Я из тех, кого называют «последние дети последней войны». Видел её в одном из донских хуторов, в котором жил вместе с родителями, старшими сестрой и братом, позже погибшим на фронте, в 18 лет, через полгода после призыва. Летом 42-го немцы теснили войска Северо-Кавказского фронта под «клешню» своей 1-й танковой армии. Сначала колонны наших отступающих войск расстреливались бреющими фашистскими самолётами, а потом уже пленные, солдаты брели в нескончаемых конвоируемых колоннах через наш хутор. И мимо меня, стоявшего у своей калитки.
Дорога отступления наших войск летом 42-го стала и дорогой наступления зимой 43-го, завершившегося освобождением донской столицы. Наш хутор несколько раз в течение двух недель переходил из рук в руки. Две недели нашим домом был г-образный «блиндаж», который, как мы надеялись, спасёт нас от мин, снарядов и бомб. Когда хутор занимали наши, каждое утро начиналось с висящей в небе разведывательной немецкой «Рамы», после улёта которой появлялись бомбардировщики. Особо запомнились тяжёлые бомбы, при взрыве которых казалось, что раскололся сам земной шар.

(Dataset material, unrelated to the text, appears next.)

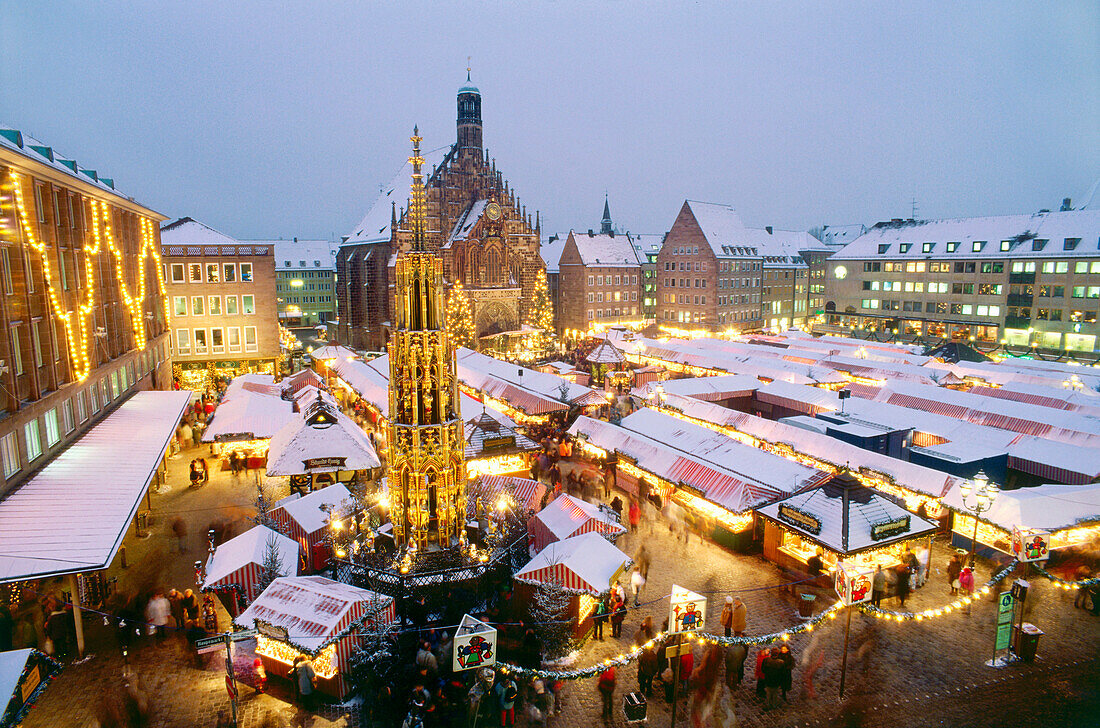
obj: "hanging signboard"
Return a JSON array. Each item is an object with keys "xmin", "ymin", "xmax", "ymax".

Видел немецкого генерала, занявшего наш дом и в растерянности выскочившего во двор, когда немецкие же бомбардировщики, видимо, не получив информацию об очередном переходе хутора в их руки, заходили на бомбометание. Было из-за чего растеряться – огород был закатан бочками с бензином. Там в спешке расстелили огромный фашистский флаг. Флаг ли изменил намерение немецких лётчиков или что-то другое, но они улетели, «не разгрузившись».
Знаю, что такое прорыв. Это когда пехота ведёт за околицей тяжёлый бой за хутор по сдерживанию атакующих немцев, а через хутор маршем, не обращая внимания на происходящее в полукилометре, идут наши танки.
Сразу после окончательного освобождения на хуторской площади в братской могиле хоронили павших, разделяя слои их же шинелями. Мы, мальчишки, конечно же, были там. Ходили меж тел, свезённых на площадь и приготовленных к погребению. У некоторых задерживались, обсуждая и пытаясь понять обстоятельства гибели. Пуля его сразила или осколок? Без конечностей: выжил бы, случись медпомощь? Остановились около совсем молодого: рот открыт в крике, босой (хоронили без обуви), застыл в позе бегущего. Мороз в одно мгновение сковал теряющее жизнь тело?
На Стене памяти, установленной у захоронения, имена 280 человек, погибших за освобождение хутора. Но тогда на слуху была другая цифра –более 600. К Стене памяти приходят местные жители, приезжают родственники, поименованных чтят, их благодарят, им возлагают цветы. Оставшиеся же безвестными не имеют ни имён, ни мест поклонения. Опознали благодаря движению поисковиков пока примерно лишь 5%.
Победа в той войне – «праздник со слезами на глазах». Апофеоз ликования и трагедия жизни. Кульминация торжества и излом судьбы.